The data for these comparisons is available in folders through the following links:

Comparison of later epic poets with Vergil’s Aeneid

Comparison of later epic poets with Lucan’s Civil War

WARNING: the files are large, from 4-70MB.


Benchmark Data

*** See our updated benchmark data on our recent blog post “Collected Benchmark Sets” ***

Here is the data produced by our two surveys (in 2010 and 2012) of intertexts between Lucan, Bellum Civile 1, and Vergil, Aeneid.

The 2010 spreadsheet lists parallels reported from six different sources: four professional commentaries and two versions of Tesserae. Each parallel was hand ranked by members of our team of graduate student and faculty readers.

This is the source of the data reported in the 2012 TAPA and LLC articles.

The 2012 spreadsheet lists all parallels returned by a Version 3 search of the same two texts, plus any parallels found in the commentaries but not returned by Tesserae. The presence of a given parallel in one or more of the four commentaries is represented by the commentators’ initials. This sheet gives hand ranks from both the 2012 and 2010 tests.

Click to Download:
Tesserae 2010 Benchmark
Tesserae 2012 Benchmark

Please feel welcome to contact us with comments or questions on these data.

Slight Score Change

We’ve recently fixed a small bug in the scoring system, and you may notice that some scores are higher than they used to be.  Scores are calculated as floating-point values, but displayed as integers in the web interface.  To this point the decimal part of the score has been truncated, so that all scores were effectively rounded down to the next lowest integer.  From now on we will use the more customary rounding rules, so that partial scores equal to and above .5 will be rounded up.  If you compare the results of a search done now to those of the same search before the change, you can expect about half of the scores to be one higher.
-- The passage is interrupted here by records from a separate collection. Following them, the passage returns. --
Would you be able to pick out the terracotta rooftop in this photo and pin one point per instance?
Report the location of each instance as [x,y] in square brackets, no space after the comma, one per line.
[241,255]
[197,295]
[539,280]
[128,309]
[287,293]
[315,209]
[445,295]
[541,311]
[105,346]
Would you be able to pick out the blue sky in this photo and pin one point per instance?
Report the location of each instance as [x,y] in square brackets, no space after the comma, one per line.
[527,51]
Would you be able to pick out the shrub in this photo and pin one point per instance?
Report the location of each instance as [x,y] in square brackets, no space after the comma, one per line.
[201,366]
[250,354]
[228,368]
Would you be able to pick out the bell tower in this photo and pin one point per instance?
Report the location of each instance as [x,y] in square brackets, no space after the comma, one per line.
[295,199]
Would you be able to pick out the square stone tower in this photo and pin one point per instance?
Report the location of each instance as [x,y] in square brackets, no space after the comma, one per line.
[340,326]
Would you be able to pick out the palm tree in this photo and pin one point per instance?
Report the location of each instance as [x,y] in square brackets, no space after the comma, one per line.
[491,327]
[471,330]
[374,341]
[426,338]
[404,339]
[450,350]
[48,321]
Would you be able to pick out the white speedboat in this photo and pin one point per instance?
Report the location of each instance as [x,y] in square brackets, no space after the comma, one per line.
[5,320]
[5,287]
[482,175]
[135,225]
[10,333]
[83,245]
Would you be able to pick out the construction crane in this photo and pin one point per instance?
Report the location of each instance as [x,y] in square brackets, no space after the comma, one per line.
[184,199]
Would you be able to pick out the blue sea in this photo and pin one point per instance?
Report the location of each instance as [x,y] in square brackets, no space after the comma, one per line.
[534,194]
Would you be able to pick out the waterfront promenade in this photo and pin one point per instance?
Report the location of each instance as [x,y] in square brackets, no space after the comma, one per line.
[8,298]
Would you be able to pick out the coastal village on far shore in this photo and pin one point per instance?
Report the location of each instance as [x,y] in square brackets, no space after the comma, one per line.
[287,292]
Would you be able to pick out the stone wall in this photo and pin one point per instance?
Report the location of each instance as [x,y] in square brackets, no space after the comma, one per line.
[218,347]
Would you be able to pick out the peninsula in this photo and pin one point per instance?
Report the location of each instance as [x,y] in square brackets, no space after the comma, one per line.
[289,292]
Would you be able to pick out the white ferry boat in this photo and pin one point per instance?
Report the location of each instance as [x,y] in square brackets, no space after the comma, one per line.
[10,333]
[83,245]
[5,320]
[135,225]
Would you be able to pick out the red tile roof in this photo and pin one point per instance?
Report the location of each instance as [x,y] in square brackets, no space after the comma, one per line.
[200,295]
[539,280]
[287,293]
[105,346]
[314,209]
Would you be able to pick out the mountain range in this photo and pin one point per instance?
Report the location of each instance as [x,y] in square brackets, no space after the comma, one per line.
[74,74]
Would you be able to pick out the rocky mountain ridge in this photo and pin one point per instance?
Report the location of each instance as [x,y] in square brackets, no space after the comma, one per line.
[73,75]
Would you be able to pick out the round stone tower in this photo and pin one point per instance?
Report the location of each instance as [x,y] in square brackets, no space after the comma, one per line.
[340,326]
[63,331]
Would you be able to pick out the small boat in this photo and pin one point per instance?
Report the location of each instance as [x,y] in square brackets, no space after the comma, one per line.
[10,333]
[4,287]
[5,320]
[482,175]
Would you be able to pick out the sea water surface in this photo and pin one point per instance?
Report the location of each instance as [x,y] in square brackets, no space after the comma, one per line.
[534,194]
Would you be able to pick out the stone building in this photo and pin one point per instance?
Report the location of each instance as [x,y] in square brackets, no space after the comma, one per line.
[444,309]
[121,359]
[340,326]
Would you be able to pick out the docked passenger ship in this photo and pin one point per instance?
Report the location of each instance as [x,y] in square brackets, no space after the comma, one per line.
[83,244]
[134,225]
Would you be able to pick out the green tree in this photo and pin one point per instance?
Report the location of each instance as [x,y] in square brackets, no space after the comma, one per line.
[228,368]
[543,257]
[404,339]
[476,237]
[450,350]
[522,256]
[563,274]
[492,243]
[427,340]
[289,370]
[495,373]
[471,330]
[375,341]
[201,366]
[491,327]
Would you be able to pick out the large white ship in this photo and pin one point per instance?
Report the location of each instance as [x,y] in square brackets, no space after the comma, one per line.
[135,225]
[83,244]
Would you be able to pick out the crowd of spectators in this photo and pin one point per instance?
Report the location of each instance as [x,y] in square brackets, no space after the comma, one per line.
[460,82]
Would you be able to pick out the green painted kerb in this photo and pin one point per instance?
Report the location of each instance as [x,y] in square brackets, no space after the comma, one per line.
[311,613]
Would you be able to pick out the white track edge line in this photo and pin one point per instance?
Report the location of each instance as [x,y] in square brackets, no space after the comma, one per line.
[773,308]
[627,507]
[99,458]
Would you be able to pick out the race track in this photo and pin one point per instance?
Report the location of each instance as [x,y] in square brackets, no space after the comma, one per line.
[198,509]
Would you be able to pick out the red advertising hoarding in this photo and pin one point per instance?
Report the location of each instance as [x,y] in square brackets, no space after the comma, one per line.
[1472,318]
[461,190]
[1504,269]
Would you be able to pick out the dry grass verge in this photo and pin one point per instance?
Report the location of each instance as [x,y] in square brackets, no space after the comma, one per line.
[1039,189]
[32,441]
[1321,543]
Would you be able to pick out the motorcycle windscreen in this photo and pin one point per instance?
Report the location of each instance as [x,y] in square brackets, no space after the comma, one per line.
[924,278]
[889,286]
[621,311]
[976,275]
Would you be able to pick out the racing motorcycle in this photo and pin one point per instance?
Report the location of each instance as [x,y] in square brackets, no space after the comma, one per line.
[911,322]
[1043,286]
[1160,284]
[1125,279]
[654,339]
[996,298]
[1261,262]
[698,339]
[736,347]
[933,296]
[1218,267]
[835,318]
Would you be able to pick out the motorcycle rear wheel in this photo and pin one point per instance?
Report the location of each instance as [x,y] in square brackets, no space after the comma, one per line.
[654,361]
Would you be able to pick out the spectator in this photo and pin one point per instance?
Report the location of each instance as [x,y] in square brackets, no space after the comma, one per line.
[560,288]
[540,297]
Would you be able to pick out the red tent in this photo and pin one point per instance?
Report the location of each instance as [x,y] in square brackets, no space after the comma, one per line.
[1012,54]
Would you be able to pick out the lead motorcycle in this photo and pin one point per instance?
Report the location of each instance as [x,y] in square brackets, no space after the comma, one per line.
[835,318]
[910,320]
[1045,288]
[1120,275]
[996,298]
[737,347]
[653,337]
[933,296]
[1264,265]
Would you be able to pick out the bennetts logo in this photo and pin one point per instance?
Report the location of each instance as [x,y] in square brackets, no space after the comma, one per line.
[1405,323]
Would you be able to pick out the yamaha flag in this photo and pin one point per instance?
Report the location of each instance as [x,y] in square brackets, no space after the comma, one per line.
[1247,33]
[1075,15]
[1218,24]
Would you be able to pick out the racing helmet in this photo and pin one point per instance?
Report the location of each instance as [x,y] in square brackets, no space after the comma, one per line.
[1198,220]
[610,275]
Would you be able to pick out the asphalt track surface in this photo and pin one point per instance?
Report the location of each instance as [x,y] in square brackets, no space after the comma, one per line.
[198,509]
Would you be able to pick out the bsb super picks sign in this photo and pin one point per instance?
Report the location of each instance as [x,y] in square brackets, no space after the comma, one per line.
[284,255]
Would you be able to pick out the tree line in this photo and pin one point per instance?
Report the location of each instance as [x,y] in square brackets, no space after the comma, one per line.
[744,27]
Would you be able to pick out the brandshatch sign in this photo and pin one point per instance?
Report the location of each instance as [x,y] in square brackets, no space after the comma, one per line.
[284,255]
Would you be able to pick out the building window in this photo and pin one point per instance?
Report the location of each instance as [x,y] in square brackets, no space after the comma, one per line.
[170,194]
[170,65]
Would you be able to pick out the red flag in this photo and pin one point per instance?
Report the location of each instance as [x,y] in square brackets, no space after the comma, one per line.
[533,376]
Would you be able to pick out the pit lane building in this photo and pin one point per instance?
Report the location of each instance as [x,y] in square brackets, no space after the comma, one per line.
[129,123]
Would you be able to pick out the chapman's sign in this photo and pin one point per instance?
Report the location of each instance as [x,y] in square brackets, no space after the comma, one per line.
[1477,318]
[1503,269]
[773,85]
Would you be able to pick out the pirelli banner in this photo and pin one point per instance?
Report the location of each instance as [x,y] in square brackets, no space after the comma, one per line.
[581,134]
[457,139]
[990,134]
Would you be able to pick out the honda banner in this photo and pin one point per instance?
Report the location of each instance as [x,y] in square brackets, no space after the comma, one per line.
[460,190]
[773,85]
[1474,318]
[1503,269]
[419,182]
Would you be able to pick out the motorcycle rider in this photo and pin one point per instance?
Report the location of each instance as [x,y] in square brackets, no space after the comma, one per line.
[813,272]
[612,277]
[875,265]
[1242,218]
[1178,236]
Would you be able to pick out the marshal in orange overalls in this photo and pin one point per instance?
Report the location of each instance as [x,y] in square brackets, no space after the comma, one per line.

As we continue our research on quantifying the literary significance of allusions, scores may change again, and perhaps significantly.  We will post notice and explanations of any such changes here. If for any reason you need access to a previous version of the software in order to replicate older results, please just let us know and we can help you.  Every version of Tesserae, once published on our web site, is archived and can be retrieved.